|Courtesy The Dr. Oz Show|
When Dr. Mehmet Oz outlined the unsafe amounts of arsenic found in apple juice earlier this fall, the Food and Drug Administration (FDA) was quick to deny his claims, saying that the majority of the arsenic was organic, or “harmless.”
But in the months since then, Dr. Oz’s claims have been backed by Consumer Reports, and the FDA is now researching two types of organic arsenic found in apple juice that could potentially be harmful, as well as evidence that suggests inorganic arsenic makes up a larger quantity of apple juice than previously believed.
“We argued that organic arsenic was not safe. Everyone seems to agree with that now,” Dr. Oz tells PEOPLE.
“We argued that the predominant type of arsenic in apple juice is inorganic. Everyone agrees with that now. I think that a lot of the disagreements and the anger that was hoisted at the show after the original broadcast has dissipated.”
And despite that initial backlash, Dr. Oz never waivered in the validity of his findings.
“I knew that we had done our homework well. I was confident that we had done the right thing,” he says. “Even if people were going to be upset with us, we had told the public what we would tell our own families.”
“I also think it’s my obligation,” he continues, “at my core as a doctor. I’ve got to give that advice to you even when it’s uncomfortable. One thing we learn in medicine is to give bad news even when it’s not popular to hear.”

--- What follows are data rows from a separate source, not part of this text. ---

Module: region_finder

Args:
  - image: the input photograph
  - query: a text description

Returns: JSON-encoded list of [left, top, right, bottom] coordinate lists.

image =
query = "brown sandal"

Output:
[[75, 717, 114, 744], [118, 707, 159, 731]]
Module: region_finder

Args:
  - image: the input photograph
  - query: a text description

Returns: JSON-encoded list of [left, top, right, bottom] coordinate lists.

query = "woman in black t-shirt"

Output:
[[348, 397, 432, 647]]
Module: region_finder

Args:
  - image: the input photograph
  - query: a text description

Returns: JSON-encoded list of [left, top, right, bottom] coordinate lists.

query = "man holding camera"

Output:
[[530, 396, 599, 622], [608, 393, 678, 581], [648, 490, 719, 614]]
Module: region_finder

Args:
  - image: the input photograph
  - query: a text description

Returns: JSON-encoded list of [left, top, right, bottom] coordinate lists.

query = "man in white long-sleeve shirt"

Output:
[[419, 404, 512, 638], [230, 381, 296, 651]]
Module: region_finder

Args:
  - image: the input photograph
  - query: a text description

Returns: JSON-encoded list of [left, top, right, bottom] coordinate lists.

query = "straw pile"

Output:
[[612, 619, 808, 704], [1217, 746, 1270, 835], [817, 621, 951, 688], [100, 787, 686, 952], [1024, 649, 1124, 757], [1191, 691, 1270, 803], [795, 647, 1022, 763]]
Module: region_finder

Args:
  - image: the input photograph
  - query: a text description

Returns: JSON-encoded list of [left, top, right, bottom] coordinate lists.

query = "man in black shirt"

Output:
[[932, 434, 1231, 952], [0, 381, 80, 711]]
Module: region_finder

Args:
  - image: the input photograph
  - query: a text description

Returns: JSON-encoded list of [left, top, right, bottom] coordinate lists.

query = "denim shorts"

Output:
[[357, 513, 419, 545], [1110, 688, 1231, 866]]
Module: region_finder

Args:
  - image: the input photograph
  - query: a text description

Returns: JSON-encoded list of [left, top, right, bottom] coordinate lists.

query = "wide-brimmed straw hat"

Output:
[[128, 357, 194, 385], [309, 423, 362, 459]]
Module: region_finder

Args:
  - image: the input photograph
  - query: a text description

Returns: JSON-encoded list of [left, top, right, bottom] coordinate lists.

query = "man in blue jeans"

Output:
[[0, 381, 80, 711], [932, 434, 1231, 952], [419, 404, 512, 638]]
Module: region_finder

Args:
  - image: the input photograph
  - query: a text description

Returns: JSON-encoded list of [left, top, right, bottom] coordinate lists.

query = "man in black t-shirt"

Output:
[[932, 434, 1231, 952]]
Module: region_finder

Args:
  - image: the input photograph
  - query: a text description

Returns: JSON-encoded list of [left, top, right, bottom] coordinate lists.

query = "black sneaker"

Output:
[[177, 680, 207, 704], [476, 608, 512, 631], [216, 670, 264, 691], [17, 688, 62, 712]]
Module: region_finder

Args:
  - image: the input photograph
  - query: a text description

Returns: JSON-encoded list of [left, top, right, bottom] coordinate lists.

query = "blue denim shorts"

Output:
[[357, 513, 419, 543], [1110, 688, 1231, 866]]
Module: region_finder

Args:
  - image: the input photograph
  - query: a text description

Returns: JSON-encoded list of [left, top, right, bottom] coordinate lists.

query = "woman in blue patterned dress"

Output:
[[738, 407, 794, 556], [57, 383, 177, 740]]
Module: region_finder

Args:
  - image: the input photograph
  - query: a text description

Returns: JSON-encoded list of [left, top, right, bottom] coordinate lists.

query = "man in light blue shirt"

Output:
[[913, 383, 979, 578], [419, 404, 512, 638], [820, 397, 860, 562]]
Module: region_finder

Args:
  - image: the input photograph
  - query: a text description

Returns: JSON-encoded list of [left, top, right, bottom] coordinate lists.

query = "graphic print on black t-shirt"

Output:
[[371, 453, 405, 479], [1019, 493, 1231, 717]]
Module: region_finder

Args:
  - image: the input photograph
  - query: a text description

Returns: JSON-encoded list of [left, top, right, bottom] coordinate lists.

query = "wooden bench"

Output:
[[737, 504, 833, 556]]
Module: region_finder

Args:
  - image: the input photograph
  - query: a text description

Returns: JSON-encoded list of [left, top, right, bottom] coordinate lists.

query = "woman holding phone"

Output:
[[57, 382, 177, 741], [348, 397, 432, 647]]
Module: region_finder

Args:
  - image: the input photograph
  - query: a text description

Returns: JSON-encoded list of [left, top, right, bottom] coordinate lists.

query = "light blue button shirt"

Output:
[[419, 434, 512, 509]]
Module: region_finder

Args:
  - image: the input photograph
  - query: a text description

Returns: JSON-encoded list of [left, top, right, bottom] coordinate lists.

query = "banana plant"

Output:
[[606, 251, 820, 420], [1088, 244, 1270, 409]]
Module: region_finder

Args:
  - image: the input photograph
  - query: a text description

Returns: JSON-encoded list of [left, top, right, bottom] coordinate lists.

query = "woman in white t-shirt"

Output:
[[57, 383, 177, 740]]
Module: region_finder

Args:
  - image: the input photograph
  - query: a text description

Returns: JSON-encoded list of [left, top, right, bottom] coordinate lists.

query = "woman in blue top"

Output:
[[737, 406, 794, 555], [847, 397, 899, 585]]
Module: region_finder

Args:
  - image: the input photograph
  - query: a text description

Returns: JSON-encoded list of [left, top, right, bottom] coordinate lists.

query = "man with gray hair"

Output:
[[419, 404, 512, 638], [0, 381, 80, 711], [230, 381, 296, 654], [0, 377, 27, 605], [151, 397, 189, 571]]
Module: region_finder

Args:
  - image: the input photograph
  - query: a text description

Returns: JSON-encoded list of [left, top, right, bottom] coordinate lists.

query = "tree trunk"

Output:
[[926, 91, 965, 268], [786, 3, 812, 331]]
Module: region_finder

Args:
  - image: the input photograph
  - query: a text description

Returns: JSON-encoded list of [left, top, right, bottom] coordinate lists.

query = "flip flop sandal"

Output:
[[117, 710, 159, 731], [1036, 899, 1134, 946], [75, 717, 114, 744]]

As a father of four, Dr. Oz reveals he never gave his children apple juice as infants, but as a guideline for parents, recommends giving kids under the age of six no more than 4 to 6 oz., and for kids older than that, 8 to 12 oz. at most.
“What you do is cut it with water or add orange juice or alternate with orange juice, which does not seem to have arsenic in it,” he says. “That’s what parents are going to have to do until the FDA comes out with new guidelines on how much arsenic they are going to tolerate.”
To that end, Dr. Oz, who recently became the first man to cover O magazine, is working alongside the FDA to help define new standards of acceptable arsenic levels in not just apple juice, but other food items, like rice, as well, all in the hopes of further helping families make healthier decisions.
“[A mom] goes out to spend her hard-earned cash to buy a box of apple juice that has more arsenic in it than her tap water; there’s something fundamentally wrong with that,” he says. “I had an obligation as a healer, and all of us who have an ability to affect this process, are obliged to protect those women from doing the wrong thing for their children.”